- Born: 13 October 1905
- Died: 10 October 1997 (aged 91)
- Citizenship: British
- Education: University of St. Andrews; Cornell University;
- Known for: Researcher and lecturer of chemistry.
- Scientific career
- Workplaces: Swanley Horticultural College; Bedford College, London; University College, Southampton;

= Ishbel Campbell =

British chemist

Isobel 'Ishbel' Grace MacNaughton Campbell (13 October 1905-10 October 1997) was a British chemist researcher and lecturer who held one of the first Commonwealth Fellowships awarded to a woman.

== Biography ==
Campbell was born at The Manse, Kirkcaldy, Fife in 1905 the ninth, and last, child of Reverend John Campbell and Elizabeth Adelina Renwick. In common with her seven elder sisters, she studied at the University of St. Andrews, Scotland. While at St Andrews, Campbell served as the President of the Women's Student's Union. She graduated with a BSc in 1927 and obtained her PhD in 1931.

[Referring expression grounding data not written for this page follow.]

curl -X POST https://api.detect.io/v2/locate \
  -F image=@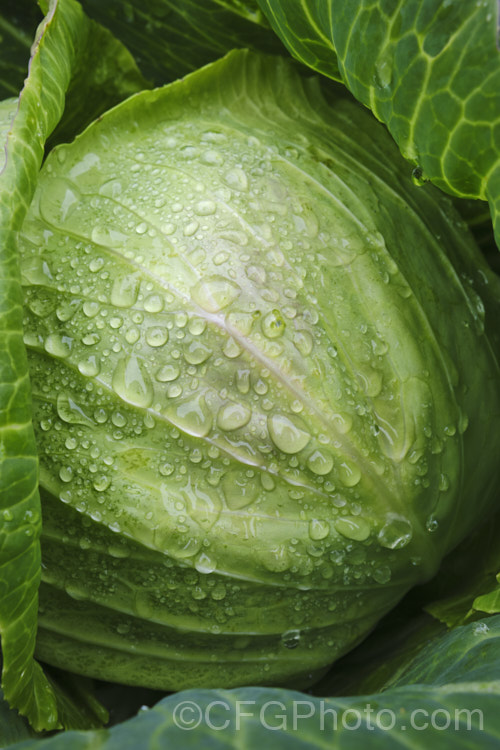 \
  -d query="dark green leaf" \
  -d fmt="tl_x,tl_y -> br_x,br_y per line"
6,618 -> 500,749
78,0 -> 286,86
258,0 -> 500,249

She spent a year at Cornell University in New York where she held one of the first Commonwealth Fellowships awarded to a woman. Returning to the UK, she became a lecturer in chemistry at Swanley Horticultural College.

Campbell later joined Bedford College as a Demonstrator and Teacher in 1936.

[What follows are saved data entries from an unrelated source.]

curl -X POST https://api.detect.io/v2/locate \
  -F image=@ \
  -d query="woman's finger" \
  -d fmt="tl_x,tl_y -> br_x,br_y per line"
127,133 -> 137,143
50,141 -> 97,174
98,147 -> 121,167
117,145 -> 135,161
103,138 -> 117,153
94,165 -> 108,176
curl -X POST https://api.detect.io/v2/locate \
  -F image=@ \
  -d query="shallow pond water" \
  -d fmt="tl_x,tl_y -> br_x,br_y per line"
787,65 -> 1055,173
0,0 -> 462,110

In 1938, Campbell accepted a lectureship at University College, Southampton before later becoming Reader of the University of Southampton.

== Death and legacy ==
Campbell died in Southampton on 10 October 1997, at the age of 91.

Martin Hocking, a former student of Campbell's, said of her:

“Ish” was experimentally well known for her ability to coax more-or-less pure crystals of a new substance from tiny amounts of solution of an unlikely looking, gluey reaction product. It was rumoured that her success was the beneficiary of traces of her cigarette ash that provided nuclei in the crystallization test tube to help initiate the crystallization process aided by temperature changes and by scratching the side of the tube with a glass rod.